The result is an overnight oats (or, I guess, n’oats) recipe that is hearty and filling but still low-maintenance, easy to prepare and kid-friendly! This recipe makes two servings, so it’s a great Sunday night meal-prep routine to kickstart your week, not having to worry about breakfast for two days.

High-protein overnight n’oats (serves two)


  • Vegan
  • Refined sugar-free
    • Sugar-free
  • Gluten-free
    • Grain-free
  • Soy-free
  • Nut-free Option
  • Raw/No-Bake
  • Prep time: 5 minutes
  • Cook time: N/A


  • 1/3 cup hemp, flax or chia seeds (or a mix*)
  • 3 tbsp soft nuts (like cashews, almonds, macadamia or sunflower seeds for a nut-free option), chopped/processed into a fine crumb or coarse meal
  • 1 scoop neutral-tasting protein powder of your choice**
  • 1 tbsp coconut flour
  • 1 1/4 cup unsweetened plant milk of your choice
  • Pinch of fine-grain sea salt
  • Optional: vanilla and cinnamon
  • Toppings of your choice

* In my experience, hemp seeds are not as absorbent as flax or chia seeds, so I’d recommend not doing 100% hemp.

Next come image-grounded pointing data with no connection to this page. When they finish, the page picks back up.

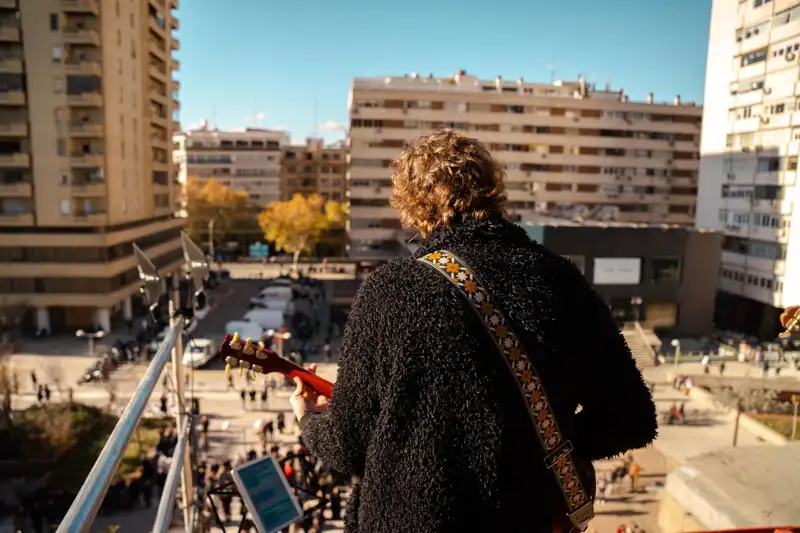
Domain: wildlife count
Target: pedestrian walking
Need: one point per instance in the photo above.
(327, 350)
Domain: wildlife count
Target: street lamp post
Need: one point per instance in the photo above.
(677, 345)
(211, 238)
(81, 334)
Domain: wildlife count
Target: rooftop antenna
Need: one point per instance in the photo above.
(552, 68)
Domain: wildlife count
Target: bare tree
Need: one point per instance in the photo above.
(54, 372)
(747, 396)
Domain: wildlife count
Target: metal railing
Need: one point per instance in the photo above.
(83, 510)
(166, 505)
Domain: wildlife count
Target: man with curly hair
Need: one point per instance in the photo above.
(426, 411)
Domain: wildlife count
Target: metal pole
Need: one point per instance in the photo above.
(166, 504)
(181, 419)
(84, 509)
(211, 238)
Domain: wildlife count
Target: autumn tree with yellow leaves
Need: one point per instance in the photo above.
(211, 200)
(297, 225)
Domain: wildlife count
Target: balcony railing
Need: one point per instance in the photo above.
(9, 34)
(85, 99)
(14, 129)
(12, 97)
(87, 503)
(10, 66)
(81, 36)
(86, 129)
(81, 159)
(87, 67)
(20, 189)
(15, 160)
(81, 6)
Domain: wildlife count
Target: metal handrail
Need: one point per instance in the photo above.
(83, 510)
(166, 504)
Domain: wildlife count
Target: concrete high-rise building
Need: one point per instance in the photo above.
(247, 160)
(748, 169)
(562, 144)
(87, 100)
(314, 168)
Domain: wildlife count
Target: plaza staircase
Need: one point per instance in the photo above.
(640, 342)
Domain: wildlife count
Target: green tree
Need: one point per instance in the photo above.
(297, 225)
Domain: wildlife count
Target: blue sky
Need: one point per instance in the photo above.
(289, 64)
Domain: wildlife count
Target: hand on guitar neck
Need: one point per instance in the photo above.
(257, 359)
(790, 320)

** One scoop is usually two tablespoons, so I based my volumes on this assumption.


  1. Combine the seeds, processed nuts, protein powder, coconut flour, sea salt and cinnamon (if using) in a medium-sized bowl and whisk to combine evenly.
  2. Add in the milk and vanilla (if using) and stir to combine. It shouldn’t be pasty (yet).
  3. Cover and refrigerate overnight.
  4. You may have to add a splash of milk or water in the morning, but otherwise, spoon into bowls and top with your choice of fruits, dairy-free yogurt or kefir, granola and more!